Until that time, I know I will be immersed in typically Irish behaviour: adults railing all day about the young people acting like animals, before leaving work to kick back with a glass of wine or a pint from the pub. I think I’m going to be sick. – Yours, etc,
A chara, – As someone who likes dance music and attends concerts from time to time, I believe that security and frisking at concerts is too lenient. The stabbings at the Swedish House Mafia concert at the weekend were dreadful.
However, they were no surprise. Put simply, concert goers are not frisked properly upon entry to the concert venues.
Drugs are openly sought and sold. It is a regular occurrence at a concert to be asked if you have drugs for sale or if you want to buy them. Some drug dealers make thousands of euro at a concert by selling pills that they conceal on their way in. Both the gardaí and concert organisers know this. They see it happening throughout the concerts.
It could all be prevented by properly frisking people by searching pockets, shoes, underwear, wallets, bags and coats. People might argue that it is too intrusive, but if weapons such as knives and screwdrivers were found it could prevent people being stabbed. If drugs were found, they could be confiscated and the dealers arrested. If people do not want to be frisked, their tickets can be ripped up and they will be refused entry. It is as simple as that.
These frisking and searching measures would make for far safer concerts and would deter drug dealers from selling their drugs at concerts. – Is mise,
SEANÁN Ó COISTÍN,
Rue du Cimetière,
Sir, – Once again the mindless menace of violence has reared its ugly head in our increasingly besieged society. The barbarians have seemingly breached the metaphorical gates, but the fear and dread they wreak amongst the good and law-abiding is all too real.
Alcohol and drug abuse play their role in this sordid chaos, but they are only symptoms of a deeper malignancy in our increasingly toxic culture. The self-inflicted economic quagmire we find ourselves wallowing in has diverted our collective attentions away from the fact that morally and ethically our society is coming apart at the seams.

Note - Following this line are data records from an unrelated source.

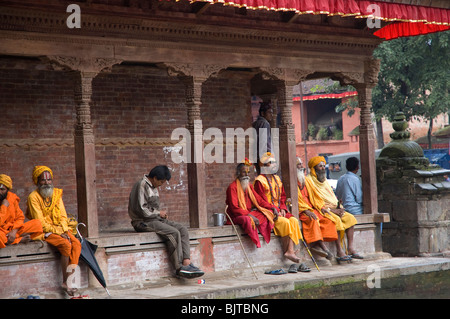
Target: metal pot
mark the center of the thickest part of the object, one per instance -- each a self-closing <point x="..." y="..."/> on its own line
<point x="219" y="219"/>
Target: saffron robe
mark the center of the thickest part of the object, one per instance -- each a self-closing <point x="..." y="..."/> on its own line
<point x="54" y="220"/>
<point x="270" y="188"/>
<point x="12" y="217"/>
<point x="314" y="230"/>
<point x="330" y="200"/>
<point x="239" y="215"/>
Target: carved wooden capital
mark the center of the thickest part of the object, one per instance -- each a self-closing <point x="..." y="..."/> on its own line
<point x="200" y="72"/>
<point x="289" y="76"/>
<point x="367" y="78"/>
<point x="91" y="65"/>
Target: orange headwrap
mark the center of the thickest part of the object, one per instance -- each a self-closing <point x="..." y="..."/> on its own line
<point x="314" y="162"/>
<point x="38" y="170"/>
<point x="6" y="180"/>
<point x="267" y="158"/>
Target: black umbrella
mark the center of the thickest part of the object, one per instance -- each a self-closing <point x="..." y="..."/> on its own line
<point x="88" y="250"/>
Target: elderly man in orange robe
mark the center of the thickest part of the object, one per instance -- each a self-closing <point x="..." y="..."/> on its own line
<point x="269" y="186"/>
<point x="46" y="204"/>
<point x="247" y="209"/>
<point x="13" y="229"/>
<point x="317" y="228"/>
<point x="343" y="220"/>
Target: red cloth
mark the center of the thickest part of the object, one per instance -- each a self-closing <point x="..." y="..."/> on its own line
<point x="413" y="20"/>
<point x="240" y="216"/>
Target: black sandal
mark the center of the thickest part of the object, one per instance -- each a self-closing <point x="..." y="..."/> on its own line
<point x="303" y="268"/>
<point x="293" y="269"/>
<point x="344" y="258"/>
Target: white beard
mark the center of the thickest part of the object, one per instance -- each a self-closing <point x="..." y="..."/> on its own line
<point x="301" y="177"/>
<point x="245" y="181"/>
<point x="46" y="191"/>
<point x="321" y="176"/>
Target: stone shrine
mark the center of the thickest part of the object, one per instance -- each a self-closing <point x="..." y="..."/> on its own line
<point x="415" y="195"/>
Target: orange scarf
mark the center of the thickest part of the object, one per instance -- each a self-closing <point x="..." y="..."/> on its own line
<point x="242" y="203"/>
<point x="53" y="212"/>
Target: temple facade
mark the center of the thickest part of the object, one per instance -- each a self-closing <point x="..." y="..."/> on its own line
<point x="95" y="89"/>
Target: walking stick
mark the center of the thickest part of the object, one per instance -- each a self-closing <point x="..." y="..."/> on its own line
<point x="307" y="249"/>
<point x="240" y="241"/>
<point x="289" y="204"/>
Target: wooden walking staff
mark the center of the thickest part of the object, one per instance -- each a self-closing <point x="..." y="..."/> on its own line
<point x="240" y="241"/>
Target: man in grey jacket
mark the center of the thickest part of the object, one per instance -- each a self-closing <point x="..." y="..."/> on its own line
<point x="143" y="208"/>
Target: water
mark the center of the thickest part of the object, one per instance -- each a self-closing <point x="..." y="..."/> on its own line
<point x="430" y="285"/>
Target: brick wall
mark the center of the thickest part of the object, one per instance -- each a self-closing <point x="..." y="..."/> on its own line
<point x="38" y="116"/>
<point x="134" y="110"/>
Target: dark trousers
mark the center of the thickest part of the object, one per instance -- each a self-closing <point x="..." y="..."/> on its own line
<point x="175" y="236"/>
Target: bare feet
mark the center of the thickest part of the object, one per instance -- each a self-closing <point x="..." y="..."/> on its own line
<point x="25" y="238"/>
<point x="292" y="257"/>
<point x="70" y="291"/>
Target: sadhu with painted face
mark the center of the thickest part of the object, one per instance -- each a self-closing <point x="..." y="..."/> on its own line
<point x="46" y="204"/>
<point x="343" y="220"/>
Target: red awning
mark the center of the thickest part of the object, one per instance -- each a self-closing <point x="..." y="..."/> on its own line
<point x="326" y="96"/>
<point x="407" y="20"/>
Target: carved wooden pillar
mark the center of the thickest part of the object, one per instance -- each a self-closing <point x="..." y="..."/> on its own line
<point x="84" y="71"/>
<point x="85" y="154"/>
<point x="195" y="167"/>
<point x="367" y="140"/>
<point x="193" y="76"/>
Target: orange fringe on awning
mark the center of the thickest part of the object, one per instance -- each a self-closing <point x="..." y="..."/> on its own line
<point x="408" y="20"/>
<point x="326" y="96"/>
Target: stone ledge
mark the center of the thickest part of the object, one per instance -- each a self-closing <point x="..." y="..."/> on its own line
<point x="128" y="241"/>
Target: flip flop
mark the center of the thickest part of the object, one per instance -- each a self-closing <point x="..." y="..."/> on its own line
<point x="293" y="269"/>
<point x="303" y="268"/>
<point x="319" y="252"/>
<point x="275" y="272"/>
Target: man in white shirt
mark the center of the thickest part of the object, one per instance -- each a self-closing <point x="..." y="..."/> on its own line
<point x="349" y="188"/>
<point x="143" y="209"/>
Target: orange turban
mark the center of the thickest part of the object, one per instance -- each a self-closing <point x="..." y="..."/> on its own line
<point x="38" y="170"/>
<point x="6" y="180"/>
<point x="267" y="158"/>
<point x="314" y="162"/>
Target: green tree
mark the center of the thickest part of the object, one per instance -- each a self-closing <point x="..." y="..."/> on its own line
<point x="414" y="78"/>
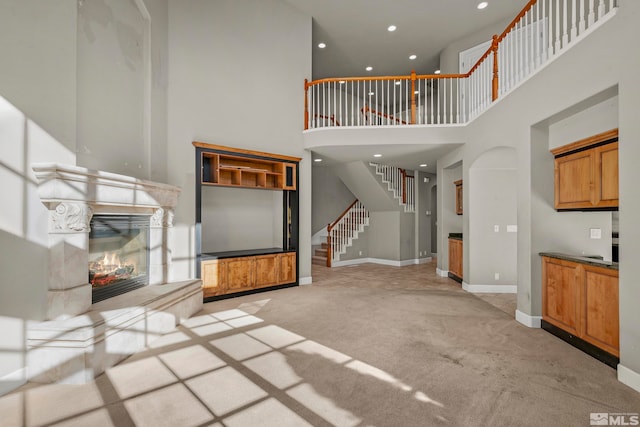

Even if the sorry condition of our State finances could be magically remedied in the morning, it would not change the fact that an inordinate proportion of our nation’s citizenship are unhinged sociopaths who want no stake in society but who are only too happy to violate the human rights and property of decent citizens whenever the opportunity arises, safe in the knowledge that whatever retribution the State metes out in the event that they are brought to so-called justice, will be ludicrously lenient and not worth worrying about. – Yours, etc,
Sir, – Reading the reports on the anti-social behaviour evident at Saturday’s concert in the Phoenix Park, you would think that this was a relatively new phenomenon in Ireland. Give the Irish a bit of sun, an outdoor gig, all fuelled by copious amounts of alcohol/drugs and we revert to type.
For the Swedish House Mafia in 2012 I give you Bob Dylan in 1984. Now there’s a comparison you don’t see every day. – Yours, etc,
Sir, – No one should be shocked by what happened in the Phoenix Park on Saturday evening (Front page, July 9th 10th).
This sort of thing can be seen on the streets of our capital – Westmoreland Street, O’Connell Street and Bridge and the surrounding areas, from 10pm through 6am every weekend night. There are numerous fights, unprovoked assaults and thefts.
Until the courts take this seriously, the problem will spiral out of control. – Yours, etc,
Sir, – After the disgraceful behaviour in the Phoenix Park last Saturday, is it not time to review the policy permitting the holding of commercial events for private profit in public amenity areas?
Apart from the Phoenix Park other amenities such as Marlay Park and the Iveagh Gardens are regularly used for this purpose. In June this year we had Dublin City Centre closed for an advertising promotion for a German beer company.